No me atrevería a afirmar que algunas de esas fuentes de dicha no sean genuinas (ni siquiera la vía de los paraísos artificiales de la droga), o que sean mejores o peores que otras. Lo que sí creo es que, si violamos la sabia virtud de la templanza (¡cuánta razón tenía Epicuro!) y/o nos distraemos del necesario autoconocimiento, con ellas podemos desencaminarnos de la felicidad más profunda. Ésta, la más íntima y menos efímera, es el estado de paz interior fruto de la autoaceptación ligada al autoconocimiento, de la aceptación del mundo -con todo lo que nos agrada y desagrada, lo que no debe ser confundido con conformismo y servilismo-, del relativo desapego de las cosas materiales y de la libertad y tranquilidad de conciencia (es obvio que el autoengaño no entra en el paquete). En buena lógica se podría decir que no es posible esa Felicidad con mayúsculas si no están cubiertas las necesidades básicas (alimentación, vestido, cobijo y afecto), pero los budistas subrayan que se trata de un estado interior que no depende de nada externo. Y es probable que anden en lo cierto...

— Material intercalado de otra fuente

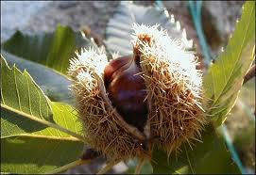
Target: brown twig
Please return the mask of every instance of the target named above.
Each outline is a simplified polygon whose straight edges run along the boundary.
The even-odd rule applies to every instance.
[[[255,70],[255,64],[254,64],[253,66],[250,67],[249,71],[246,74],[243,85],[255,76],[255,72],[256,72],[255,71],[256,70]]]

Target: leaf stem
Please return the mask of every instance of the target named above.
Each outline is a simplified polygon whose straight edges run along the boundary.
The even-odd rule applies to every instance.
[[[245,85],[245,83],[247,83],[248,80],[253,78],[255,76],[255,72],[256,72],[256,70],[255,70],[255,64],[254,64],[252,67],[250,67],[249,71],[246,74],[243,85]]]
[[[60,172],[63,172],[65,170],[68,170],[72,167],[76,167],[77,166],[80,166],[80,165],[84,165],[84,164],[88,164],[92,161],[92,159],[88,159],[88,160],[82,160],[82,159],[78,159],[78,160],[76,160],[70,164],[67,164],[65,166],[62,166],[60,167],[58,167],[52,171],[49,171],[49,172],[46,172],[45,174],[57,174],[57,173],[60,173]]]
[[[112,167],[114,167],[119,161],[111,160],[105,167],[100,169],[97,174],[106,174]]]
[[[136,167],[134,174],[140,174],[144,164],[145,164],[145,159],[140,159],[139,164]]]
[[[86,138],[85,138],[84,136],[82,136],[82,135],[78,135],[78,134],[77,134],[77,133],[74,133],[73,131],[70,131],[70,130],[68,130],[68,129],[66,129],[66,128],[63,128],[62,126],[60,126],[60,125],[59,125],[59,124],[52,123],[52,122],[47,121],[47,120],[43,120],[43,119],[39,119],[39,118],[36,118],[36,117],[31,116],[31,115],[29,115],[29,114],[26,114],[26,113],[25,113],[25,112],[19,111],[19,110],[17,110],[17,109],[14,109],[14,108],[9,107],[9,106],[8,106],[8,105],[6,105],[6,104],[3,104],[3,103],[1,103],[1,107],[5,108],[5,109],[7,109],[7,110],[10,110],[10,111],[12,111],[12,112],[14,112],[14,113],[16,113],[16,114],[18,114],[18,115],[25,116],[26,118],[28,118],[28,119],[30,119],[31,120],[40,122],[40,123],[42,123],[42,124],[44,124],[44,125],[50,126],[50,127],[52,127],[52,128],[55,128],[55,129],[57,129],[57,130],[60,130],[60,131],[61,131],[61,132],[64,132],[64,133],[66,133],[66,134],[68,134],[68,135],[72,135],[72,136],[74,136],[74,137],[76,137],[76,138],[78,138],[79,140],[83,141],[84,143],[88,143],[88,141],[86,140]]]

Sin necesidad de ser un monje zen, creo que podemos fundamentar razonablemente nuestra felicidad en este ajetreado mundo del siglo XXI sobre tres grandes pilares: esa irremplazable paz interior (que hay que trabajarse a diario), el disfrute sosegado de los pequeños y grandes placeres (desde el café con leche matutino hasta un buen revolcón pasando por la reparadora siesta, la lectura de Coetzee, un paseo campestre o el calor nocturno de la chimenea hogareña) y la ilusión. Porque es necesario tener siempre al menos alguna meta ilusionante, algún faro hacia el que dirigir nuestros pasos, algún motivo que dé sentido a la existencia con independencia de que lleguemos a alcanzarlo o no. Recordemos que Borges -el mismo que reconoció que su mayor pecado era no haber sido feliz- sostuvo que la felicidad era "frecuente" y que "no pasa un día en que no estemos, un instante, en el paraíso".